Hit the Ground Running: No Stretching Necessary
That five-minute stretching routine you do before your morning run really isn’t necessary. Stretching before a run does nothing to decrease the likelihood of injuries, according to a new report presented at the American Academy of Orthopaedic Surgeons’ annual meeting by researchers from George Washington University and the USA Track and Field Association (USATF).
Stretching prior to a run has long been practiced among amateur and professional runners alike. The sacred ritual is based on the long-held belief that by priming the muscles prior to running, injury can often be avoided. According to lead study author Dr. Daniel Pereles, director of sports medicine at Montgomery Orthopaedics in Kensington, Maryland, and an assistant clinical professor at George Washington University, the theory behind stretching prior to exercise is that it lengthens muscle fibers, enabling the body to absorb more shock and stress, as well as generate more force.
As a runner himself, Pereles decided to personally research the matter since previous studies regarding the impact of stretching before running on injuries have had mixed results. Regarding his findings, Pereles reported, “Over a period of three months, it did not make any difference if you stretched or didn’t stretch before a run.” He further noted, “If you switch your normal behavior, you increase your chances of injury, but we’re not sure why this is.”

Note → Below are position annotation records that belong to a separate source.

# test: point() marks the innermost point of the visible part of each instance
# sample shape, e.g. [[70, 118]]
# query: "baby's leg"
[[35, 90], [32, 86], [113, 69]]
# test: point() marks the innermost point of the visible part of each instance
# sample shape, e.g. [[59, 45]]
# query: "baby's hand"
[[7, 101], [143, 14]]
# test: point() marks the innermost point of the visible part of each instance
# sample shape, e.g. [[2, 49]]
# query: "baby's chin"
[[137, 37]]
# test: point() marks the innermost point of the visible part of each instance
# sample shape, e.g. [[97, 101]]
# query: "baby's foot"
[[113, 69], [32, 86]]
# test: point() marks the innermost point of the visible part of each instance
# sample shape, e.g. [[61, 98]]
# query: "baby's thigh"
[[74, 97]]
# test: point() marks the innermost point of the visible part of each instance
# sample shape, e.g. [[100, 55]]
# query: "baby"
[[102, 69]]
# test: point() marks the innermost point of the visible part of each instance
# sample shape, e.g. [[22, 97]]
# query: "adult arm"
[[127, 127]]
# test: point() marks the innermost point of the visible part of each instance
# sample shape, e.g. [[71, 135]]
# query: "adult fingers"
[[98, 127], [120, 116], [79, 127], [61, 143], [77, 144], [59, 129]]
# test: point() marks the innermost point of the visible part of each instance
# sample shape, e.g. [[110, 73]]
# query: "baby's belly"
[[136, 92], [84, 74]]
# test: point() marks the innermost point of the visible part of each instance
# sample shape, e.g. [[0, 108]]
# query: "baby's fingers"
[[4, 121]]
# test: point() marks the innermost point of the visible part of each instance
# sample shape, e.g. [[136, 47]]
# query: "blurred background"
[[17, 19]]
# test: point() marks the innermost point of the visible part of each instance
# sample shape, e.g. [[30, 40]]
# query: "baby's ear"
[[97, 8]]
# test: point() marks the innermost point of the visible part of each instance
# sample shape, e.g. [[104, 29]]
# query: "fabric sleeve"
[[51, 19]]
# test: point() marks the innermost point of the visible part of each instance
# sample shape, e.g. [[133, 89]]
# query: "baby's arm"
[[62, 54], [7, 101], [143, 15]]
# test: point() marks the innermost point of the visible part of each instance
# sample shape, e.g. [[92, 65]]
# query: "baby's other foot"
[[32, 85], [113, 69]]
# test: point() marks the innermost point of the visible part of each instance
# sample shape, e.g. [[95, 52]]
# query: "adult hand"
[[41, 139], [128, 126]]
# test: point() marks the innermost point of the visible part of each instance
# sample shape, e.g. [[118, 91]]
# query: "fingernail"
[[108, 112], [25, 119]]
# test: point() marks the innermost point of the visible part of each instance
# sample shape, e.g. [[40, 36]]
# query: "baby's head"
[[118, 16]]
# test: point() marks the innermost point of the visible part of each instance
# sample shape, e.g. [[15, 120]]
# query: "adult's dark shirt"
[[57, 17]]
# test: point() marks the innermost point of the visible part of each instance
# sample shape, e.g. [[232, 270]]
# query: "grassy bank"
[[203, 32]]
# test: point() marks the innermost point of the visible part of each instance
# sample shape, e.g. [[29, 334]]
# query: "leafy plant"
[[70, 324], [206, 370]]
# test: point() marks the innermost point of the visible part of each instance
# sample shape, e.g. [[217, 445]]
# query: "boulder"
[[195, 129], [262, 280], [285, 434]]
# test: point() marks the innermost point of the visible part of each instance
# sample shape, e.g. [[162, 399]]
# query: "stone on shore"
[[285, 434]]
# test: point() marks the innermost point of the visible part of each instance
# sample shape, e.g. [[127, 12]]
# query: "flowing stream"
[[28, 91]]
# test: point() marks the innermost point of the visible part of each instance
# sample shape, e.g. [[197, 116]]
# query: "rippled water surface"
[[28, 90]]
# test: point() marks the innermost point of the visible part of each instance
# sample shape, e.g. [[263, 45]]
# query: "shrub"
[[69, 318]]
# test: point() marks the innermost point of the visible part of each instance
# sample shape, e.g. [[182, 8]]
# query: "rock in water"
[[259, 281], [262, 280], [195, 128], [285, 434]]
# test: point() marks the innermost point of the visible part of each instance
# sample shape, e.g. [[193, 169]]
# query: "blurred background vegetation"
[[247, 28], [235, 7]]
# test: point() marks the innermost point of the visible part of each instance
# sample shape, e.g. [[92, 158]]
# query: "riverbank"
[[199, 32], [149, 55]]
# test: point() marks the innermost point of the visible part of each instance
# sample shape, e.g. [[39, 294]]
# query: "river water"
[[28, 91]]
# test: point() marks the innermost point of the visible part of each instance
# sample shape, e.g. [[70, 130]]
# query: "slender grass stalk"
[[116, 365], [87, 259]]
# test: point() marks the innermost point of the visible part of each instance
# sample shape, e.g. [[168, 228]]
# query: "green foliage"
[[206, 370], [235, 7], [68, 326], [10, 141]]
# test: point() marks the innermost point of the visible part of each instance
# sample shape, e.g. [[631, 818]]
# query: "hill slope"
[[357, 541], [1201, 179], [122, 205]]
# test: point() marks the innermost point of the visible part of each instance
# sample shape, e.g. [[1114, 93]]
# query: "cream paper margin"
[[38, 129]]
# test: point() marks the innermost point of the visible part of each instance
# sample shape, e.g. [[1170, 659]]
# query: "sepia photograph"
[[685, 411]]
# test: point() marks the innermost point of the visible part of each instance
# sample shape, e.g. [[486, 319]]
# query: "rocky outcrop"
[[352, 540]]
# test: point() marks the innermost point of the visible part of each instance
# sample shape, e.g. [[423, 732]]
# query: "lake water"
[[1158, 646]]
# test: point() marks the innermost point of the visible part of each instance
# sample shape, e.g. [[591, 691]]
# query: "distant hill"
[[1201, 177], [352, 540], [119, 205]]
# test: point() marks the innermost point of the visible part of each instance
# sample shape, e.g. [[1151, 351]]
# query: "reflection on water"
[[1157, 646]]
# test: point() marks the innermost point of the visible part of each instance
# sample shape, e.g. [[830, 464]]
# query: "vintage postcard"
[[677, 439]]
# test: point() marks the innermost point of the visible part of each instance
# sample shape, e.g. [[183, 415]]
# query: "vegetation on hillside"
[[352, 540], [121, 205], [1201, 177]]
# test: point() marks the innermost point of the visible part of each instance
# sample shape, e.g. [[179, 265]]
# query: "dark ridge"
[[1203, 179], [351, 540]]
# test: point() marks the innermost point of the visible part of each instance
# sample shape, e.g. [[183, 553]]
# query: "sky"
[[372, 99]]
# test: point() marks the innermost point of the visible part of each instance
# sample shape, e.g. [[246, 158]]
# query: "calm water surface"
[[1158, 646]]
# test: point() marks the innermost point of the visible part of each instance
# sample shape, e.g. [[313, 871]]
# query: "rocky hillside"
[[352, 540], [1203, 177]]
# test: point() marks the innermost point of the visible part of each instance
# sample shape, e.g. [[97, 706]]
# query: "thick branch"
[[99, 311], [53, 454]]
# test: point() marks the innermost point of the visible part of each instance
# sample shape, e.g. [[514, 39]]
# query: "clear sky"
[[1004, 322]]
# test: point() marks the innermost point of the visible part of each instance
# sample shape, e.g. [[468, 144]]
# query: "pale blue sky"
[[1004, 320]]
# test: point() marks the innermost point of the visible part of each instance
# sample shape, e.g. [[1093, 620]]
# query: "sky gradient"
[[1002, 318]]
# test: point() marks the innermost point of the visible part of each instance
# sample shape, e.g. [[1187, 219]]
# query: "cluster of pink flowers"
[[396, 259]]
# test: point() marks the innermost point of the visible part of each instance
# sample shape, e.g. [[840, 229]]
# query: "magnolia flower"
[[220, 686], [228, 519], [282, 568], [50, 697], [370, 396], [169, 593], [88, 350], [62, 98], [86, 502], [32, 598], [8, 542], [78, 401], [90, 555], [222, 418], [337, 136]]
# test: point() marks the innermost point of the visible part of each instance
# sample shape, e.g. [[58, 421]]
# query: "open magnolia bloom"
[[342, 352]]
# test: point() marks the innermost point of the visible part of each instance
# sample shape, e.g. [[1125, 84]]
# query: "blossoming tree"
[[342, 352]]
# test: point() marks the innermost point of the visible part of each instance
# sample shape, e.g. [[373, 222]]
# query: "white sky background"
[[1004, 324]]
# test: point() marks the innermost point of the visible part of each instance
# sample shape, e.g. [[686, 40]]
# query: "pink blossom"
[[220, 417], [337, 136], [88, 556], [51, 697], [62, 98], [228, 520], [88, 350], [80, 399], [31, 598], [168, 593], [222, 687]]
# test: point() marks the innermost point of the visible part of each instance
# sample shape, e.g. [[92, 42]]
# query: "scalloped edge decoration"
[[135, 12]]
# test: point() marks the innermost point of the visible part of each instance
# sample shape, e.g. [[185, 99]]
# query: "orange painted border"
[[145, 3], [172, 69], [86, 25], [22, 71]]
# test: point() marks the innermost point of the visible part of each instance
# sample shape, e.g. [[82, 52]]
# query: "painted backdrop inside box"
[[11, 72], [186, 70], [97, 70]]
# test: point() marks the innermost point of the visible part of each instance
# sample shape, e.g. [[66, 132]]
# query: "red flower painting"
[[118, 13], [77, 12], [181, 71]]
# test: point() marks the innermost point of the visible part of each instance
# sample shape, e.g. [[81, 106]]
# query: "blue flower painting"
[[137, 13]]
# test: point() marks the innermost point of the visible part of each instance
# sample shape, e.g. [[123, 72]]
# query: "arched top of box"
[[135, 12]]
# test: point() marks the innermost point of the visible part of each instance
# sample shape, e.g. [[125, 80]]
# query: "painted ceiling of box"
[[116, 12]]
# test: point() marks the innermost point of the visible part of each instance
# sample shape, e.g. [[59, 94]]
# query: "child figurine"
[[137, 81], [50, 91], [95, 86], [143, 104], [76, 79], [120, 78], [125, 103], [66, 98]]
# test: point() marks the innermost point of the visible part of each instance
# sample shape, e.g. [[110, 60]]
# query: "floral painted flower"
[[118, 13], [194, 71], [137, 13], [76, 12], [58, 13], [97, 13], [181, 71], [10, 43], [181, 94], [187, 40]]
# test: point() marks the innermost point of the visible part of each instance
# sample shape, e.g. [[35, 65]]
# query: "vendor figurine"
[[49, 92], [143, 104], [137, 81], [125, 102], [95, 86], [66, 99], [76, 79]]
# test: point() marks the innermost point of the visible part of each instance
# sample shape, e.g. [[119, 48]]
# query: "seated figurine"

For the analysis, Pereles and his colleagues went online to recruit 2,729 volunteers who were 13 years of age or older, and routinely ran at least 10 miles per week. The volunteers were divided into two groups. Over a three-month period, one group stretched their quadriceps, hamstrings, calves and Achilles tendons for 3 to 5 minutes just prior to each run they made, while the other group ran without stretching first. All other facets of the runners’ routines remained the same.
The participants were asked to report any injuries sustained that prevented them running for one week or longer. At the end of the three-month study period, an injury rate of 16 percent was recorded among both groups. About 1,400 of the runners completed the study and were included in the final results.
The likelihood of injuries was found to be greater among runners having a higher body mass index (BMI), as well as among those who had suffered recent or chronic injuries. In addition, older runners and those who ran more miles weekly had a greater chance of incurring injuries. The most common type of injuries reported during the study were sustained to the feet and ankles, followed by knee injuries.
A perplexing finding of the analysis was that runners who changed their routine either to include stretching prior to a run when they normally did not or vice versa were more likely to be injured after having made the change. Those who did not routinely stretch who began stretching increased their chance of injury by 22 percent, while runners who stopped stretching were 40 percent more likely to get injured.
Pereles concluded that although no benefit was seen among stretchers versus non-stretchers in the analysis, runners should adhere to what works best for them. He stated, “If it feels good for you to stretch before you run, then continue if you have the time. But if it doesn’t feel good, and you like to run and then stretch, or not stretch at all, then that’s fine too. I can’t tell anyone there is conclusive evidence that stretching makes a difference in injuries or performance.”
Whether you stretch or not, running is an excellent form of exercise that can help you to keep fit. If running is not for you, a brisk walk is also beneficial. Finding an exercise routine that fits your lifestyle is important to maintaining your health.